WARNING: When upgrading from Kaptain 1.1.0 to 1.2.0, some resources are not cleaned up automatically during the upgrade and must be removed manually by running the following commands before the upgrade:

kubectl delete mutatingwebhookconfigurations.admissionregistration.k8s.io katib-mutating-webhook-config
kubectl delete validatingwebhookconfigurations.admissionregistration.k8s.io katib-validating-webhook-config
  • Ensure the following base addons that are needed by Kaptain are enabled in your Konvoy cluster:

    - configRepository: https://github.com/mesosphere/kubernetes-base-addons
      configVersion: stable-1.20-4.1.0
      addonsList:
        - name: istio
          enabled: true
        - name: dex
          enabled: true
        - name: cert-manager
          enabled: true
        - name: prometheus
          enabled: true
    
  • Ensure the Kaptain addon repository is present in your Konvoy cluster.yaml:

    - configRepository: https://github.com/mesosphere/kubeaddons-kaptain
      configVersion: stable-1.20-1.3.0
      addonsList:
        - name: knative
          enabled: true
    
  • Download the kubeflow-1.3.0_1.2.0.tgz tarball from the support website.

  • Upgrade Kaptain:

    kubectl kudo upgrade --instance kaptain --namespace kubeflow ./kubeflow-1.3.0_1.2.0.tgz
    
  • Monitor the upgrade process by running:

    kubectl kudo plan status --instance kaptain --namespace kubeflow
    

After the upgrade completes, log in to Kaptain:

  • Discover the cluster endpoint and copy it to the clipboard.

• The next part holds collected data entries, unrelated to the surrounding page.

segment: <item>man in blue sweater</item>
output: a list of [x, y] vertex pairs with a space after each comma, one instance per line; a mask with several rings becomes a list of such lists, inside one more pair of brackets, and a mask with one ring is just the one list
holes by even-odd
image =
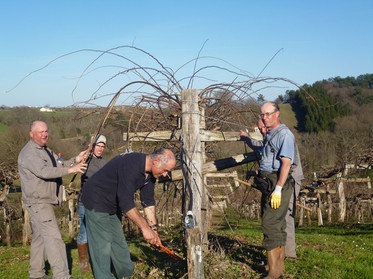
[[[175, 156], [168, 149], [151, 154], [124, 153], [85, 183], [82, 201], [95, 278], [114, 278], [111, 262], [118, 278], [130, 277], [134, 271], [121, 220], [117, 217], [119, 210], [139, 226], [148, 243], [161, 243], [155, 216], [154, 183], [160, 176], [167, 176], [175, 164]], [[145, 218], [134, 202], [137, 190], [140, 190]]]

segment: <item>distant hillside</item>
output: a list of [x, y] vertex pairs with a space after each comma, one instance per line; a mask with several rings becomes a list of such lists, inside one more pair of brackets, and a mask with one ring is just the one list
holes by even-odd
[[[306, 176], [372, 164], [373, 75], [330, 78], [279, 96], [281, 120], [294, 128]], [[296, 118], [296, 120], [294, 119]]]
[[330, 78], [312, 85], [303, 85], [304, 90], [290, 90], [283, 103], [291, 104], [298, 120], [298, 129], [304, 132], [333, 132], [339, 118], [359, 115], [362, 106], [373, 112], [373, 75], [358, 78]]
[[297, 129], [298, 120], [290, 104], [280, 104], [280, 119], [289, 128]]

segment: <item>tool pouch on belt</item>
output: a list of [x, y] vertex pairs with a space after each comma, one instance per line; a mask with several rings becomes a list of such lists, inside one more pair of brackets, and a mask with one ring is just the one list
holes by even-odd
[[262, 192], [264, 195], [269, 193], [269, 183], [266, 178], [262, 178], [259, 175], [254, 176], [254, 184], [252, 185], [255, 189]]
[[254, 183], [256, 189], [261, 191], [264, 195], [271, 194], [276, 187], [277, 183], [277, 172], [261, 171], [259, 175], [254, 177]]
[[[260, 189], [259, 190], [263, 194], [269, 196], [276, 188], [278, 175], [279, 175], [278, 172], [260, 171], [259, 175], [254, 178], [254, 182], [258, 181], [262, 189], [262, 190]], [[294, 179], [289, 174], [283, 187], [293, 187], [293, 186], [294, 186]]]

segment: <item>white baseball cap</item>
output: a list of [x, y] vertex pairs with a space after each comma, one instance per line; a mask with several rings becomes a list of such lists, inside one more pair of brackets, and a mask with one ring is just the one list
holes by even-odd
[[[91, 137], [91, 141], [93, 140], [93, 136]], [[95, 142], [96, 144], [102, 142], [103, 144], [106, 144], [106, 137], [104, 135], [99, 134], [98, 139]]]

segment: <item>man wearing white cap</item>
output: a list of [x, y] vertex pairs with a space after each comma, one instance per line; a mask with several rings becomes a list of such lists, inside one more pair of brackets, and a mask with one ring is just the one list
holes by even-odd
[[[93, 137], [92, 137], [93, 139]], [[85, 226], [85, 217], [84, 217], [84, 205], [81, 201], [81, 193], [83, 190], [84, 183], [91, 177], [95, 172], [101, 169], [105, 164], [106, 160], [102, 158], [102, 153], [104, 152], [106, 147], [106, 137], [104, 135], [99, 134], [97, 136], [97, 140], [93, 143], [92, 153], [90, 157], [87, 159], [88, 167], [87, 171], [82, 174], [81, 177], [81, 186], [80, 186], [80, 193], [78, 196], [78, 213], [79, 213], [79, 234], [77, 237], [78, 243], [78, 253], [79, 253], [79, 261], [80, 261], [80, 271], [87, 272], [89, 271], [89, 256], [88, 256], [88, 244], [87, 244], [87, 232]]]

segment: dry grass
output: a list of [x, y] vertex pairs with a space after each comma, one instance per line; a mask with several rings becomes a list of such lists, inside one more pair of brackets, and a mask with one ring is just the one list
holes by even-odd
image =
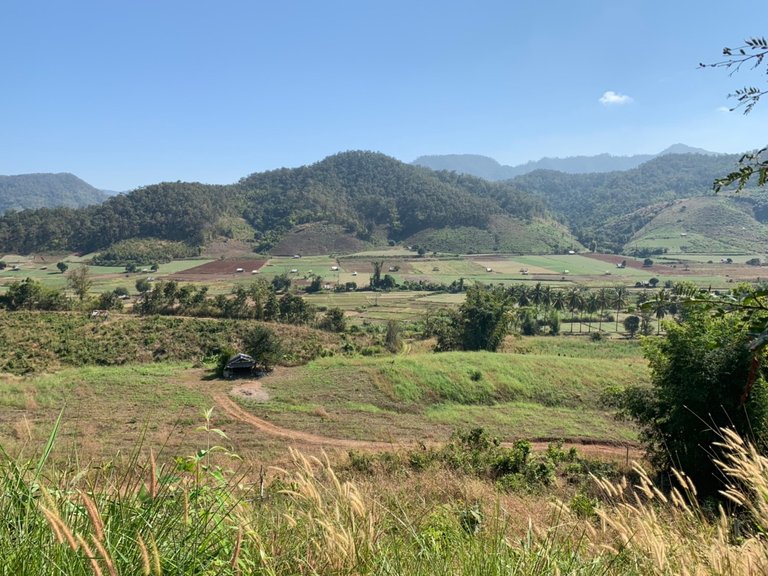
[[639, 482], [595, 479], [609, 504], [598, 511], [600, 530], [591, 532], [594, 553], [631, 558], [645, 574], [768, 573], [768, 459], [731, 430], [722, 431], [718, 462], [729, 479], [722, 494], [736, 505], [722, 505], [710, 520], [690, 480], [675, 472], [677, 486], [662, 493], [641, 468]]

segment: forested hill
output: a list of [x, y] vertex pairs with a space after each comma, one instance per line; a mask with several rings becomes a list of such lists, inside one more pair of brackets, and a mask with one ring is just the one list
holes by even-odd
[[402, 240], [448, 227], [482, 229], [494, 217], [544, 216], [540, 198], [373, 152], [345, 152], [237, 184], [162, 183], [83, 209], [39, 209], [0, 218], [0, 252], [91, 252], [131, 238], [203, 244], [223, 216], [245, 219], [262, 248], [294, 226], [325, 222], [361, 239]]
[[73, 174], [19, 174], [0, 176], [0, 214], [8, 210], [79, 208], [99, 204], [107, 198]]
[[253, 174], [240, 186], [245, 217], [262, 231], [327, 221], [363, 239], [383, 230], [399, 240], [425, 228], [485, 228], [494, 214], [545, 214], [539, 198], [509, 184], [433, 172], [373, 152], [344, 152], [311, 166]]
[[[565, 174], [537, 170], [508, 183], [544, 199], [588, 245], [613, 218], [658, 202], [712, 194], [712, 182], [731, 172], [738, 159], [738, 155], [725, 154], [670, 154], [623, 172]], [[601, 242], [620, 248], [626, 239], [601, 238]]]

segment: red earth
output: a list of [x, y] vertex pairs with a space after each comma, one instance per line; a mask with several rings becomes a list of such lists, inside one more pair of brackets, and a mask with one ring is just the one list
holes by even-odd
[[[231, 259], [231, 260], [214, 260], [207, 264], [201, 264], [194, 268], [188, 268], [177, 272], [178, 275], [192, 275], [197, 276], [200, 274], [214, 275], [214, 276], [228, 276], [235, 274], [250, 274], [252, 270], [259, 270], [266, 260], [256, 259]], [[242, 272], [238, 272], [237, 269], [242, 268]]]

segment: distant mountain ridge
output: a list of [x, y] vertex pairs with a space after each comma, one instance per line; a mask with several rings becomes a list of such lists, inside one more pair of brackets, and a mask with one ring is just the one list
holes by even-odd
[[104, 192], [67, 172], [0, 176], [0, 214], [8, 210], [81, 208], [106, 199]]
[[470, 174], [486, 180], [509, 180], [535, 170], [556, 170], [567, 174], [589, 174], [598, 172], [616, 172], [631, 170], [659, 156], [669, 154], [701, 154], [717, 156], [719, 153], [685, 144], [673, 144], [658, 154], [635, 154], [633, 156], [614, 156], [597, 154], [595, 156], [569, 156], [566, 158], [541, 158], [517, 166], [500, 164], [493, 158], [478, 154], [444, 154], [419, 156], [412, 162], [432, 170], [448, 170], [461, 174]]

If you are running Kaptain on-premises, use this command:

    kf_uri=$(kubectl get svc kubeflow-ingressgateway --namespace kubeflow -o jsonpath="{.status.loadBalancer.ingress[*].ip}") && echo "https://${kf_uri}"
    

    Or if you are running Kaptain on AWS, use this command:

    kf_uri=$(kubectl get svc kubeflow-ingressgateway --namespace kubeflow -o jsonpath="{.status.loadBalancer.ingress[*].hostname}") && echo "https://${kf_uri}"
    
  • Get the login credentials from Konvoy to authenticate:

    konvoy get ops-portal
    

Workloads behavior during the upgrades

  • When upgrading from Kaptain version 1.2.0-1.1.0 to 1.2.0 the following workloads do not require stopping and can proceed without interruption during the upgrade: Jupyter Notebooks, Training Jobs (TFJob, PyTorchJob, MXNetJob), Katib Experiments and Trials, and SparkApplications), Kubeflow Pipelines.